Advocate general: quash Schiphol fire conviction
The Amsterdam court that last year convicted a Libyan national of starting a fire that in 2005 killed 11 immigrants in a prison near Schiphol airport must reverse its verdict, recommends the advocate general of the Supreme Court, as it consider an appeal against the ruling.
Last year, the Amsterdam court convicted Ahmed al-J. surname withheld of starting the fire at the Schiphol airport detention centre. The prosecution claimed the fire started in the suspect's cell after he threw away a cigarette.
The court ruled, however, that the man was not responsible for the fatal consequences of the fire and sentenced him to 18 months in prison, which he had already spent in pre-trial detention. Two weeks after the verdict, he was expelled from the country.
Insufficient According to the advocate general of the Supreme Court, the court partially based its conviction on an expert report which, in turn, drew on a report compiled by the Dutch Safety Board. The advocate general argues that such a procedure is not lawful.

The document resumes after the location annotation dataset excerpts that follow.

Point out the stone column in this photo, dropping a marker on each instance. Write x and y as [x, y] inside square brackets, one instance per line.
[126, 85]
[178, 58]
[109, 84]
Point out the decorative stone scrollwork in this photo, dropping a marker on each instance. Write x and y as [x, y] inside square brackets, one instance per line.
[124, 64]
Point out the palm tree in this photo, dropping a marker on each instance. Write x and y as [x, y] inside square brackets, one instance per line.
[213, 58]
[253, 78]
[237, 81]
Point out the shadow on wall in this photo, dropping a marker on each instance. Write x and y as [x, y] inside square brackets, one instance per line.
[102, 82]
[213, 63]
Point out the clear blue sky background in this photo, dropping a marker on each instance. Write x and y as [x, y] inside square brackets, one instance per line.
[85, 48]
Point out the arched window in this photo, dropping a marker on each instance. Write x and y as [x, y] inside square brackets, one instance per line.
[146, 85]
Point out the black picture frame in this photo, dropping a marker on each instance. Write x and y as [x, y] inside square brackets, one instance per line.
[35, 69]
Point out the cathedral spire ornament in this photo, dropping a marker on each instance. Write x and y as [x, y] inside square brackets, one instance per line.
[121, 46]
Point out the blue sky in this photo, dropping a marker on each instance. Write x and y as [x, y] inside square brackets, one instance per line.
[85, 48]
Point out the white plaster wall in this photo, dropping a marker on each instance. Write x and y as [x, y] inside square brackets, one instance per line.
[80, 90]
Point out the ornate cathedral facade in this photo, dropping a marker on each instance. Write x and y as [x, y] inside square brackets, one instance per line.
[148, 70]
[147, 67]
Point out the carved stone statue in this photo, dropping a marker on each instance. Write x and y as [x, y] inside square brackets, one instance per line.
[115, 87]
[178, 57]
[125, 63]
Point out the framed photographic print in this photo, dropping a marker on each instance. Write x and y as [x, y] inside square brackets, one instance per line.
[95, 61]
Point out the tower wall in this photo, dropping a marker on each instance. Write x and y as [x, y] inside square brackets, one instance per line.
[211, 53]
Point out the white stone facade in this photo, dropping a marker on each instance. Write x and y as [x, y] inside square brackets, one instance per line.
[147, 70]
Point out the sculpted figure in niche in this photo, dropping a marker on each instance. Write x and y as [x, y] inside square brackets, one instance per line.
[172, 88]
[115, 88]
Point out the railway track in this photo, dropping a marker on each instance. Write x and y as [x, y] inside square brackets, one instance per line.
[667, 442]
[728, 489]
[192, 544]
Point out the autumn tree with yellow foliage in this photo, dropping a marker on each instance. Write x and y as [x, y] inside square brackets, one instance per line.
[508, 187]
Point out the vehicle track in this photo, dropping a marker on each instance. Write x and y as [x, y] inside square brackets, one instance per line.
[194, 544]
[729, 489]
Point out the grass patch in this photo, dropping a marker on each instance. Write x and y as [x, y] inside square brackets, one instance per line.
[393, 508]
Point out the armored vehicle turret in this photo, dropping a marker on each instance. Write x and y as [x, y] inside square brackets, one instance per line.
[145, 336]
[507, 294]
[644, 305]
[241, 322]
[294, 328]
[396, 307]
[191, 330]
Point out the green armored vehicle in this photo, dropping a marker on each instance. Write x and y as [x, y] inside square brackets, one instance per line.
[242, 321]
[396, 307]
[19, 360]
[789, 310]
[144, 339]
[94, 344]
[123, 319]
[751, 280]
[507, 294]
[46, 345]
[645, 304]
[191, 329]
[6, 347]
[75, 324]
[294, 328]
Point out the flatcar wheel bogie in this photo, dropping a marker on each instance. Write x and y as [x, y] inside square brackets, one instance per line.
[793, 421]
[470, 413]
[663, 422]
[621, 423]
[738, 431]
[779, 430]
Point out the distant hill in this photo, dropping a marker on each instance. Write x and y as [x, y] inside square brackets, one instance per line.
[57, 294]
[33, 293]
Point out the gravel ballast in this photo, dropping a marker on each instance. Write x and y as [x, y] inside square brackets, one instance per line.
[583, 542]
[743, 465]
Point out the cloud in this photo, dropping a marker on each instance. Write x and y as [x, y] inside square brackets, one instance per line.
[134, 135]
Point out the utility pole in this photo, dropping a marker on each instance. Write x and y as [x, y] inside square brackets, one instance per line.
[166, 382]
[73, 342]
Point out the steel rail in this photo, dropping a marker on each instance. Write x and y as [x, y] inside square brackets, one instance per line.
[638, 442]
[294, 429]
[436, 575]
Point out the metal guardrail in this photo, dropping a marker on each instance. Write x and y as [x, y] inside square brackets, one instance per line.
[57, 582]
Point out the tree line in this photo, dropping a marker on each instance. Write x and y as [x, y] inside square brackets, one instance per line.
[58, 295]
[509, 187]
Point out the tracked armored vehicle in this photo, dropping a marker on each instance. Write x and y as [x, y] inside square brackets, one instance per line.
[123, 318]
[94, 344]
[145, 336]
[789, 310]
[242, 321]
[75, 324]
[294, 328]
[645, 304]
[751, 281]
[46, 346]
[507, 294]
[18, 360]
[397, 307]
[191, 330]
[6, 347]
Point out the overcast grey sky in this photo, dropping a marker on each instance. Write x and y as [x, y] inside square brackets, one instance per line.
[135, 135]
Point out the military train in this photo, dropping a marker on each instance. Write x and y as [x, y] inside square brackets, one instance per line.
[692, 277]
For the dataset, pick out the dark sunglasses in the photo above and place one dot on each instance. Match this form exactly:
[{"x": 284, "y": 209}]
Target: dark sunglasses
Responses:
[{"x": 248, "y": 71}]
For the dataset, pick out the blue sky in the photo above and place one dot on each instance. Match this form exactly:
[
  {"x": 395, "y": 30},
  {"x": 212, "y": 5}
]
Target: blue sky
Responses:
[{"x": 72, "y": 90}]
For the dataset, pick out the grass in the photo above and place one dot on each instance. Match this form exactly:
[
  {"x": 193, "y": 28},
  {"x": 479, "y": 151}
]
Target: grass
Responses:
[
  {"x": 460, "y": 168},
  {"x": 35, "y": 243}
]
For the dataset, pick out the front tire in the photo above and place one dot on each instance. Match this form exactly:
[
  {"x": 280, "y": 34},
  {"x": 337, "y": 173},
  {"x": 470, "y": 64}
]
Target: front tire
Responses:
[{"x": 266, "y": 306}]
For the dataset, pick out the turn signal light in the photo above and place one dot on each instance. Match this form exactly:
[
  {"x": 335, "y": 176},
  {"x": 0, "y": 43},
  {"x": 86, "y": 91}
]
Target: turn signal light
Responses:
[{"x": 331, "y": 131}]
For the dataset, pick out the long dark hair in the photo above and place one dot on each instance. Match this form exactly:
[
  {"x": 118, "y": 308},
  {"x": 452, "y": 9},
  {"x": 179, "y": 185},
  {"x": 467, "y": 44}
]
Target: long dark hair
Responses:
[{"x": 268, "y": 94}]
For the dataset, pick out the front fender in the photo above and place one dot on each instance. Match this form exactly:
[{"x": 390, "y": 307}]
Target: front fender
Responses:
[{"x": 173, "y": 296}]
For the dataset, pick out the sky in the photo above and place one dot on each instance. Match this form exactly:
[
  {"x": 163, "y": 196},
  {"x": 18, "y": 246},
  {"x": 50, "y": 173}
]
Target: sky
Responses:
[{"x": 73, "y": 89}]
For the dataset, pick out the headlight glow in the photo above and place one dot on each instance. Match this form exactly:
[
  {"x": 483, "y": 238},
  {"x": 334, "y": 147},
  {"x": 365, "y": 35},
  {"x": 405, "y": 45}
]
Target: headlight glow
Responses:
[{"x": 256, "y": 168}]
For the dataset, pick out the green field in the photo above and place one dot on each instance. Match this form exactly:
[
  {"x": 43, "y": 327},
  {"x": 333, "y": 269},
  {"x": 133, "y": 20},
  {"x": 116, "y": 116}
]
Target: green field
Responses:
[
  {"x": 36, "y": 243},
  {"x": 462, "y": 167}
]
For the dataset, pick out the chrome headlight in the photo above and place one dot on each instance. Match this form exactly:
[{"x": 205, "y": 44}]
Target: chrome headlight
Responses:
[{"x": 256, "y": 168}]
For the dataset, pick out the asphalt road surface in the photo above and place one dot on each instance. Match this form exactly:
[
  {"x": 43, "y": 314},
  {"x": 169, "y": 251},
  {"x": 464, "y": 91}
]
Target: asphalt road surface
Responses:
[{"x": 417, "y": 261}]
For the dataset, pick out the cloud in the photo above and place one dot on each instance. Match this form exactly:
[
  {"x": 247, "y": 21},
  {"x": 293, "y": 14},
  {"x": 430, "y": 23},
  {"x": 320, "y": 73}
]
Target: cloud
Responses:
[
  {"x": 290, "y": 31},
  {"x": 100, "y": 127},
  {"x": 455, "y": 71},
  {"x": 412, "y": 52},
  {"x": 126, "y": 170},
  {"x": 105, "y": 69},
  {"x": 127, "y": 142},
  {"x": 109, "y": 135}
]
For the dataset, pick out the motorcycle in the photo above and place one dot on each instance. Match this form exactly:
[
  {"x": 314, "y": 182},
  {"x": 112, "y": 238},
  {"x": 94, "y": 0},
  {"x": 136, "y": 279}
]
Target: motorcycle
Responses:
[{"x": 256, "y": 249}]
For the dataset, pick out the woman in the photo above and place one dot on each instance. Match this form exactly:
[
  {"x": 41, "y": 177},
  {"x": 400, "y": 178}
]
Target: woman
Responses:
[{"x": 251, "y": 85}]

Furthermore, the advocate general considers that the evidence that was presented to prove that the arson had been premeditated was insufficient. He also regards the court's refusal to allow the defence to hear an expert witness as insufficiently motivated.
The findings presented by the advocate general to the Supreme Court have an advisory nature. The Supreme Court does, however, tend adopt the advocate general's advices. The Supreme Court will rule on the appeal lodged by Mr Al-J. on 14 December.